FDA authorizes mango and blueberry vapes for the first time
What changed
On May 7 the FDA’s Center for Tobacco Products authorized Los Angeles–based Glas Inc.’s fruit-flavored vape pods — Gold (mango) and Sapphire (blueberry), alongside two menthol variants. It’s the first time the agency has cleared a fruit-flavored electronic nicotine delivery system (ENDS) for sale in the United States. Prior to this decision, FDA had rejected more than 26 million flavored-vape premarket applications, citing youth-appeal risk.
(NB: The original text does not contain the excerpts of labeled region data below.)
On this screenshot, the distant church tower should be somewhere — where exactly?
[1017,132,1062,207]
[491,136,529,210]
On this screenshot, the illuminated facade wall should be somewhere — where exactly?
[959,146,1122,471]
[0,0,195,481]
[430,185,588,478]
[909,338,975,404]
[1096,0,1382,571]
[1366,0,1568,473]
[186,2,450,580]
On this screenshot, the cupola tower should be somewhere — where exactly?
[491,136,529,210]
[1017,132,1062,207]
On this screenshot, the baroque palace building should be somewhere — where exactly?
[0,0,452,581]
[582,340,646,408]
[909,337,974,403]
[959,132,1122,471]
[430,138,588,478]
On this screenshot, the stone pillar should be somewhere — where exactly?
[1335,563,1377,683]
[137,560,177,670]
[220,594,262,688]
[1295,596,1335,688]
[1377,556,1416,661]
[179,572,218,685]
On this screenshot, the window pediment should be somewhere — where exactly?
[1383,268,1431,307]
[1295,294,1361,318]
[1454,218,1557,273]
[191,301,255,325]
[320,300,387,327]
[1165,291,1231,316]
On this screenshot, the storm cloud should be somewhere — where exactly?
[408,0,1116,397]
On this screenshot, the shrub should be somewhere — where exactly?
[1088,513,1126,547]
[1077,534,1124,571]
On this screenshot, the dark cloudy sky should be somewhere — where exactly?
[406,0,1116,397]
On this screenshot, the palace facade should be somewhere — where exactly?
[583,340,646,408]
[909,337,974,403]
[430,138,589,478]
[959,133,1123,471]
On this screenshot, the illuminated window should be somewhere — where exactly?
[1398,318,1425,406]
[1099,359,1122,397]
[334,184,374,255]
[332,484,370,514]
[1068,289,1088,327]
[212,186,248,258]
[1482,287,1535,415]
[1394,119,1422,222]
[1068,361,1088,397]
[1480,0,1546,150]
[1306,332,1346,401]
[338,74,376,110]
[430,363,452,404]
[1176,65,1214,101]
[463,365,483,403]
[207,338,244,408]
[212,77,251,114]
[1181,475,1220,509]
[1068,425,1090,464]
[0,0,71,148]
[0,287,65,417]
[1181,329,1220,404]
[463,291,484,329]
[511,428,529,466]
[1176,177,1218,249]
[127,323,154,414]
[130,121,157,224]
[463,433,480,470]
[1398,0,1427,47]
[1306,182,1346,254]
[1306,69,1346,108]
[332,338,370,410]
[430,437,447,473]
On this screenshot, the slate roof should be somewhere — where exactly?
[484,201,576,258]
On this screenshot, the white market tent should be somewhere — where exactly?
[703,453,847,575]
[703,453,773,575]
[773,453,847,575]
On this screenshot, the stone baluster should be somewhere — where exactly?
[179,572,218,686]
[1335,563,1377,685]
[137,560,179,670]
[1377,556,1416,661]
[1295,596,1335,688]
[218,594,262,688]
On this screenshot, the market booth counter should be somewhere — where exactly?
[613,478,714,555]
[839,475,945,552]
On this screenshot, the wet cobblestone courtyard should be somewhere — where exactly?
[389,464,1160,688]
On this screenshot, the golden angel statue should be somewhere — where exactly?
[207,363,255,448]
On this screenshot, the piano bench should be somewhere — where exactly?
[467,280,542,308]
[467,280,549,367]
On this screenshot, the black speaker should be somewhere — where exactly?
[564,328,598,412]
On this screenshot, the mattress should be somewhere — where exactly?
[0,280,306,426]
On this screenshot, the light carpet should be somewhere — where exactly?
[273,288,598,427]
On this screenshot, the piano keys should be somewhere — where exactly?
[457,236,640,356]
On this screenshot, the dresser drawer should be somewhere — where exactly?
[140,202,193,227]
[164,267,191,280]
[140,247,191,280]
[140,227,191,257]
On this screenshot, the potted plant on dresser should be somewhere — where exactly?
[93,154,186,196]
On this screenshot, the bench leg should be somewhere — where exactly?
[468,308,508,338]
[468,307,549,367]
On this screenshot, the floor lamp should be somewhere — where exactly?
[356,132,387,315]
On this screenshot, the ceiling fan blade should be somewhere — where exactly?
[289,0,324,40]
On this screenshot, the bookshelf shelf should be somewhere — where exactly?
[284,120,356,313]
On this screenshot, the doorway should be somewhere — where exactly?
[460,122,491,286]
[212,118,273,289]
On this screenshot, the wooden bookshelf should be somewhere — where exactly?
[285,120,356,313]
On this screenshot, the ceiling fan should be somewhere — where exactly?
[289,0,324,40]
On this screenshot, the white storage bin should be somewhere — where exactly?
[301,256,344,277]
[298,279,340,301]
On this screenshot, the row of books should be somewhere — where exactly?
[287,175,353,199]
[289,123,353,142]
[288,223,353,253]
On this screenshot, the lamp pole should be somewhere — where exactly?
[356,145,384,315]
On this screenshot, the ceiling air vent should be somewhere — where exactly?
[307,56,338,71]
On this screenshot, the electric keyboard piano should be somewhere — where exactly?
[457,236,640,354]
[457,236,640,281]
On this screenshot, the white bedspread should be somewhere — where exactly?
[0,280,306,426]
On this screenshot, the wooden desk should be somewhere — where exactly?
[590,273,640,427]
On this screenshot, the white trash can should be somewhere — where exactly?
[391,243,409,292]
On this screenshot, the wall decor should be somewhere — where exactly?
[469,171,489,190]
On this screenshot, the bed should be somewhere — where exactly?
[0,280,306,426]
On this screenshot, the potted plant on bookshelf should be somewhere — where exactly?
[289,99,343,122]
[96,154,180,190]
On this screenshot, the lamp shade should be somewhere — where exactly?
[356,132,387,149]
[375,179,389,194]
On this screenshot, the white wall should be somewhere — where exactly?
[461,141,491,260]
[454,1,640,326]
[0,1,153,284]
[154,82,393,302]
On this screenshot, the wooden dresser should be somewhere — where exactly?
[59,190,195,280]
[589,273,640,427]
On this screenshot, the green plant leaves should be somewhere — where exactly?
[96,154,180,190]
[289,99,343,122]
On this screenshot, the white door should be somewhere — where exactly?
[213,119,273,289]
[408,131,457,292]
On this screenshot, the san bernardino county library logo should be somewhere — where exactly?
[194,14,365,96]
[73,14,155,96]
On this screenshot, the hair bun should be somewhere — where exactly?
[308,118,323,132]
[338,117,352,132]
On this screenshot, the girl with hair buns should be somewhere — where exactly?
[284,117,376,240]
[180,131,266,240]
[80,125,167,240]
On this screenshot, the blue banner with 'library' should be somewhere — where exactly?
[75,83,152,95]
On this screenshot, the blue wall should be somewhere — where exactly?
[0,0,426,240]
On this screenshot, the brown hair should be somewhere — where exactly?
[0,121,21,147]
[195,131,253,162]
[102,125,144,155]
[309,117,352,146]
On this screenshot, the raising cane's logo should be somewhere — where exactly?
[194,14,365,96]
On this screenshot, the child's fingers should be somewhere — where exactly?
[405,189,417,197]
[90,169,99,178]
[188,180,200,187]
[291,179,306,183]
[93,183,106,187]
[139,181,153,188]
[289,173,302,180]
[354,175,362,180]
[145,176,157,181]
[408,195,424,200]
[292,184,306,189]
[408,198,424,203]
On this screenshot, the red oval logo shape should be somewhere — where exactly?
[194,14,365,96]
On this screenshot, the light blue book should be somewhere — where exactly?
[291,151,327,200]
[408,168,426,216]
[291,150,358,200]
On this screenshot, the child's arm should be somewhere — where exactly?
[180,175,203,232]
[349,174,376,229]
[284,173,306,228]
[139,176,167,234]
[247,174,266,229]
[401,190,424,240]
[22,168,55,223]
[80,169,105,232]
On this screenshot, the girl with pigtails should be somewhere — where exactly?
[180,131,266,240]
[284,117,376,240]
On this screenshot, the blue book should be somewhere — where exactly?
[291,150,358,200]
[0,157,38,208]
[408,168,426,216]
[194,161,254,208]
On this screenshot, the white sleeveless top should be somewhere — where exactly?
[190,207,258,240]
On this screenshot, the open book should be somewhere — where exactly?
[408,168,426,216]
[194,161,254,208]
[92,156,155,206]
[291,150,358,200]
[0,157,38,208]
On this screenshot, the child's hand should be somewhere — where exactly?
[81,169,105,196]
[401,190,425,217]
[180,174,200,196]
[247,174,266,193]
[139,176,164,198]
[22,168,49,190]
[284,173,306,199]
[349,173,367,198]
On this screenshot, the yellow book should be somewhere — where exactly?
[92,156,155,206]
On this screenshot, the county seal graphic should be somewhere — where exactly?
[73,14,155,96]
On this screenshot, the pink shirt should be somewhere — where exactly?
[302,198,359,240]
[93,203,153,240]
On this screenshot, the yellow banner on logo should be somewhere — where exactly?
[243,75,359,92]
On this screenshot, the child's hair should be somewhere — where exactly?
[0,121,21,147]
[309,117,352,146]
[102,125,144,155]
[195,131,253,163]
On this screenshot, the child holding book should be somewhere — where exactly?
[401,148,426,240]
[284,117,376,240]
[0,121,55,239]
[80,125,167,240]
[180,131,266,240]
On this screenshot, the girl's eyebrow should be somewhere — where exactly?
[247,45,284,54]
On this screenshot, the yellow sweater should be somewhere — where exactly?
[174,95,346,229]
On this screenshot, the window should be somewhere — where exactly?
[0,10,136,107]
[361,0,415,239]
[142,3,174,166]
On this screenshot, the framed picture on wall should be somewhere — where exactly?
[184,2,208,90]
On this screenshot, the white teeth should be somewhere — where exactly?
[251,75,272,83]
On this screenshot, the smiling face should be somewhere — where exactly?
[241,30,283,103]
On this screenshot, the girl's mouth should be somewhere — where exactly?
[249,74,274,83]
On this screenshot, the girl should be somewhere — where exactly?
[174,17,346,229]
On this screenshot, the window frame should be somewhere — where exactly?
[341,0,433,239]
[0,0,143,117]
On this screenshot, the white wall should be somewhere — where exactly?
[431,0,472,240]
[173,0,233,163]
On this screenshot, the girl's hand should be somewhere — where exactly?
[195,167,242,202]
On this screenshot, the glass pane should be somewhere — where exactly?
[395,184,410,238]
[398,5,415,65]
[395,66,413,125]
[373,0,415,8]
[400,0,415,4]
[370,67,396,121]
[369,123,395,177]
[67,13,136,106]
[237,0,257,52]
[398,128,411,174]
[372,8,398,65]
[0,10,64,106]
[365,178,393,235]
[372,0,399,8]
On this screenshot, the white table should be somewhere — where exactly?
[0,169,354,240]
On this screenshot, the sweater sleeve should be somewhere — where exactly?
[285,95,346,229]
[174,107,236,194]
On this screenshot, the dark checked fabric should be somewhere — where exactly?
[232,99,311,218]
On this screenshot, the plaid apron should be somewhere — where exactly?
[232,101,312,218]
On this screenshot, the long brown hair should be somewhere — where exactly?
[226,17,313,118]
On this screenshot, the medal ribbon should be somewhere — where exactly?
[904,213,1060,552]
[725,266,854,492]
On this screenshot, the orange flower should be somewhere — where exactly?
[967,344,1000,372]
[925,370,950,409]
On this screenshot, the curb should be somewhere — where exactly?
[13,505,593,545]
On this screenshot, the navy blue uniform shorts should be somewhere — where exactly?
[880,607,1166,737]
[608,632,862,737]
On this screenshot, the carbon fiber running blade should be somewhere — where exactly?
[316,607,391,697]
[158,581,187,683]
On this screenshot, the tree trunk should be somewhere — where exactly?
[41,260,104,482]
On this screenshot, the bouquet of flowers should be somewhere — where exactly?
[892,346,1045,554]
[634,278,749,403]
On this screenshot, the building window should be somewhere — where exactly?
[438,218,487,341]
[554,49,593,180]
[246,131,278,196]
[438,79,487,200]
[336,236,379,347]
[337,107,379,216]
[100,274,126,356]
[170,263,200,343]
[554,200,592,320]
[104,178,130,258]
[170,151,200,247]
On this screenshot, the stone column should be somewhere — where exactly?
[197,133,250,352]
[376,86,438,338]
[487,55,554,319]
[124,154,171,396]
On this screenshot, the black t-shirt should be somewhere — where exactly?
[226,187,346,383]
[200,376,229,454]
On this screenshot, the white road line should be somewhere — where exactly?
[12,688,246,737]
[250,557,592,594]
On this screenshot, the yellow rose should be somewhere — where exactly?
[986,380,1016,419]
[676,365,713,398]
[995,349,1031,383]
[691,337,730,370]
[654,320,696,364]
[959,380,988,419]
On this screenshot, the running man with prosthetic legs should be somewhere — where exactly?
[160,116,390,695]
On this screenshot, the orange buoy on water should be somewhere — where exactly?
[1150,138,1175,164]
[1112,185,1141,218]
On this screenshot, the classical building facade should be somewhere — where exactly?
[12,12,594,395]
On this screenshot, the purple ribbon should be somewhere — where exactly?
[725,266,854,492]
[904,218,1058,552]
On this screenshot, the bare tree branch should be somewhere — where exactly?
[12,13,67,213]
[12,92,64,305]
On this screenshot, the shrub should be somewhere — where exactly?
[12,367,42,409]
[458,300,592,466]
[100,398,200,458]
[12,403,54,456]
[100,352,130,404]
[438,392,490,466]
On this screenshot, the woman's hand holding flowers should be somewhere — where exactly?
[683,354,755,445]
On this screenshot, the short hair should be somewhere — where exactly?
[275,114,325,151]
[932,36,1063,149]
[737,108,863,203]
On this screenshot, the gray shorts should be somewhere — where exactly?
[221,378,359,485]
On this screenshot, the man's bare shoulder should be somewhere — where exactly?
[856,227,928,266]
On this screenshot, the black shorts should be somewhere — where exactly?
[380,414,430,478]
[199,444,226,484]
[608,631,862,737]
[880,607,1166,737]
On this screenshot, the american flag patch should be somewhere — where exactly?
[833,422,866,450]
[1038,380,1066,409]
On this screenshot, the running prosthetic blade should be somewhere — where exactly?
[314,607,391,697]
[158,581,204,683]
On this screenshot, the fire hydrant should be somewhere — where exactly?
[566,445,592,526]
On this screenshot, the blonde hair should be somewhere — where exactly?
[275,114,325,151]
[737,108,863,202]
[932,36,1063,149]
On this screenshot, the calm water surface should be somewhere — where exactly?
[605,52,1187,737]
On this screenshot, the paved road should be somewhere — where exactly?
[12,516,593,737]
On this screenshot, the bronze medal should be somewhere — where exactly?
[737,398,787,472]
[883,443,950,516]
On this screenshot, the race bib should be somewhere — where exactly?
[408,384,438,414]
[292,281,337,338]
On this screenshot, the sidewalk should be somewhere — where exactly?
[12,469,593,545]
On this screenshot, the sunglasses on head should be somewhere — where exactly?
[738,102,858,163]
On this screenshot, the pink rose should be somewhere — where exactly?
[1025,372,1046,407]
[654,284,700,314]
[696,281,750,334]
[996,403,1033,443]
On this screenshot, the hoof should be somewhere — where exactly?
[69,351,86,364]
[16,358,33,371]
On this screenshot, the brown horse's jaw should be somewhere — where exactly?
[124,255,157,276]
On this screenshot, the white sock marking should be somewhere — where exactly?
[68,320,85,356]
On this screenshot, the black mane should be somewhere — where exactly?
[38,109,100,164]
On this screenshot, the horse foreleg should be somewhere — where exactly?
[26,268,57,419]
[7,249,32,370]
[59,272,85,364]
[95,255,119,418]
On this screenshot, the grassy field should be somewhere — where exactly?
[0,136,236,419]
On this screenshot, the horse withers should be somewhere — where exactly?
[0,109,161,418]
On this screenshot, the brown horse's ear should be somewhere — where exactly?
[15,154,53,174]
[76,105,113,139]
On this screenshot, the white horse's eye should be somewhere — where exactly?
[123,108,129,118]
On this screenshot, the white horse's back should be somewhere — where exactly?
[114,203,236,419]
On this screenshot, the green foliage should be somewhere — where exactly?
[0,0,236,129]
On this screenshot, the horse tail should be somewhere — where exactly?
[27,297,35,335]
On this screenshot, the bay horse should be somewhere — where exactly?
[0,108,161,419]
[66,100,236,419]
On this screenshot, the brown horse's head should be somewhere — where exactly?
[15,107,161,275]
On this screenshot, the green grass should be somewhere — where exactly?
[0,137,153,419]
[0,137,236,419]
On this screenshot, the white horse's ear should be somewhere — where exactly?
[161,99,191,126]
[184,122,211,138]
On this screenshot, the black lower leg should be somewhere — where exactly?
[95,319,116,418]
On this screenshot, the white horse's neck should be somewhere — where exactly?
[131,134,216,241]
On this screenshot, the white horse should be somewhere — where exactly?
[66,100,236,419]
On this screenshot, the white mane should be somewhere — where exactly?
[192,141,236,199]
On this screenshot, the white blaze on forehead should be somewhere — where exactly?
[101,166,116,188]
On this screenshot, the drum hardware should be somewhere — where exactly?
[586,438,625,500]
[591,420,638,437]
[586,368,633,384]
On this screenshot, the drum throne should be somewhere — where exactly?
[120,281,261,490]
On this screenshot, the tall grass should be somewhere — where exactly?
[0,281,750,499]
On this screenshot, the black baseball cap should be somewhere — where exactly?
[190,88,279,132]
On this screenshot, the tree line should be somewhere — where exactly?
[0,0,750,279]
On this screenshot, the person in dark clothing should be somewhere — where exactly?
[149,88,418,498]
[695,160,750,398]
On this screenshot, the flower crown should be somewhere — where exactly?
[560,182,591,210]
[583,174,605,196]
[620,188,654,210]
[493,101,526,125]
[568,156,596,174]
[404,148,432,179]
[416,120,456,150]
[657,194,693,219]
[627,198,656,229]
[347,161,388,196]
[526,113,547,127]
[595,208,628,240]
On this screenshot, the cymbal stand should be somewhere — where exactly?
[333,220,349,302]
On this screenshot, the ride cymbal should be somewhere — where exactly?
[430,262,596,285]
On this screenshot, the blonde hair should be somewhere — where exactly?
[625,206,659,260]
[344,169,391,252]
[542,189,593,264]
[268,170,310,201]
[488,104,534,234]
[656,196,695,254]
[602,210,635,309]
The agency’s stated rationale doesn’t rest on the flavor itself. It rests on the device. Glas’s hardware includes age-verification and access-restriction technology that, combined with FDA-required marketing limitations, the agency concluded was sufficient to mitigate youth uptake. The authorization sits alongside FDA’s March 9, 2026 draft guidance on flavored ENDS, which kept the higher evidentiary burden for flavored products intact — meaning Glas didn’t lower the bar; it cleared it.
Why it matters
For families and clinicians tracking youth nicotine exposure, the practical implication is narrow at first and broader over time. One authorized fruit-flavored device, gated by hardware controls, is a controlled experiment. A cleared regulatory pathway is something different — it tells other ENDS manufacturers what evidence the agency will accept, and several have similar device-control programs in development. The shape of the pediatric vaping curve in 2027 will depend less on May 7’s specific authorization than on how many follow it.
If you or a family member is trying to stop using nicotine — pouches, vapes, cigarettes — evidence-based options exist, and they work better when started early.